Summary
Reviewing the current marketplace for commercial property in the Greater Denver region is a tale of two sectors. The data for each of the two primary segments, industrial and office, matches the narrative we’re all familiar with regarding the relative impact of the COVID pandemic on these two market segments and the status of the financial recovery in each.
On one hand, the manufacture and distribution of consumer goods didn’t let up in 2020 or YTD 2021, and these facilities today are continuing to try to catch up with pent-up demand. Significant increases in industrial real estate inventory and square feet under construction, though, have helped limit the increases in rent and sales prices. Without this infusion of new space, those numbers would likely be even higher.

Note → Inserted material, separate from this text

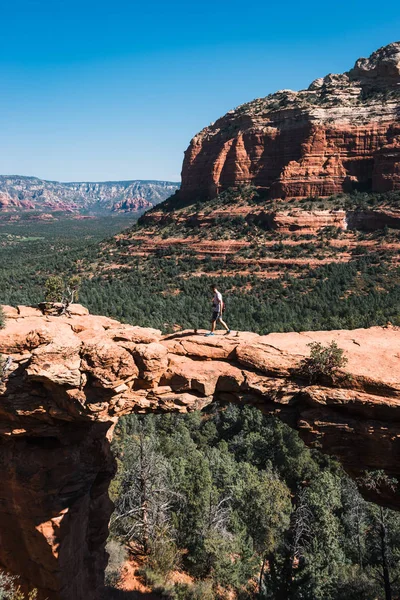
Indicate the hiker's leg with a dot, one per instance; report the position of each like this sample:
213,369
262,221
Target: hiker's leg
224,325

In contrast, many companies closed their offices or dramatically reduced employee office presence 2020 and 2021 – a situation that will continue for the near future and possibly longer. This is no doubt adding to the softening trends in office real estate rent growth and vacancy rates. In the next six months, companies will be making some hard decisions about bringing employees back to the office that could affect this market in 2022 and 2023.
Industrial Sector
The industrial sector real estate market remained relatively strong throughout the last 18 months, thanks in large part to the distribution sub-sector.
This slower but sure growth is reflected in the 3.3% rent increase observed over the last 12 months, back up to Q2 of 2020 levels, but well below the 5-6% range we saw in the prior seven years – and which we’ll likely see again shortly.
The other data that jumps out here is the $153 sale price per sq. ft., an all-time high after a relatively large jump this quarter. It’s now at a level where we expect it to remain for the next 12 months. It will begin to creep up further after that as the recent expansion in surplus inventory is absorbed by industrial tenants and owner-occupants.
Office Sector
The office building investment market may take several years to recover from the COVID pandemic. Tenants will be at an advantage when negotiating economic terms for a new lease or office lease renewal.
Annual rental rates are down 1% as of this quarter. CoStar’s analysts predict these will remain in the red, at that level and lower, until breaking through into positive territory in Q1 of 2023. Rents won’t reach 2019 Q4 levels ($20.46/sq. ft.) until Q4 of 2024 by our calculations. In the face of this uncertainty, market cap rates will likely remain steady at 7.1%.
Another trend we’re watching closely is the office vacancy rate. This crept into double-digit territory in Q1 of 2020 and continued to rise slowly but steadily in the past year. Now standing at 14.3% across Denver-metro, the vacancy rate is expected to continue to climb and top out at around 17.5% in 2024.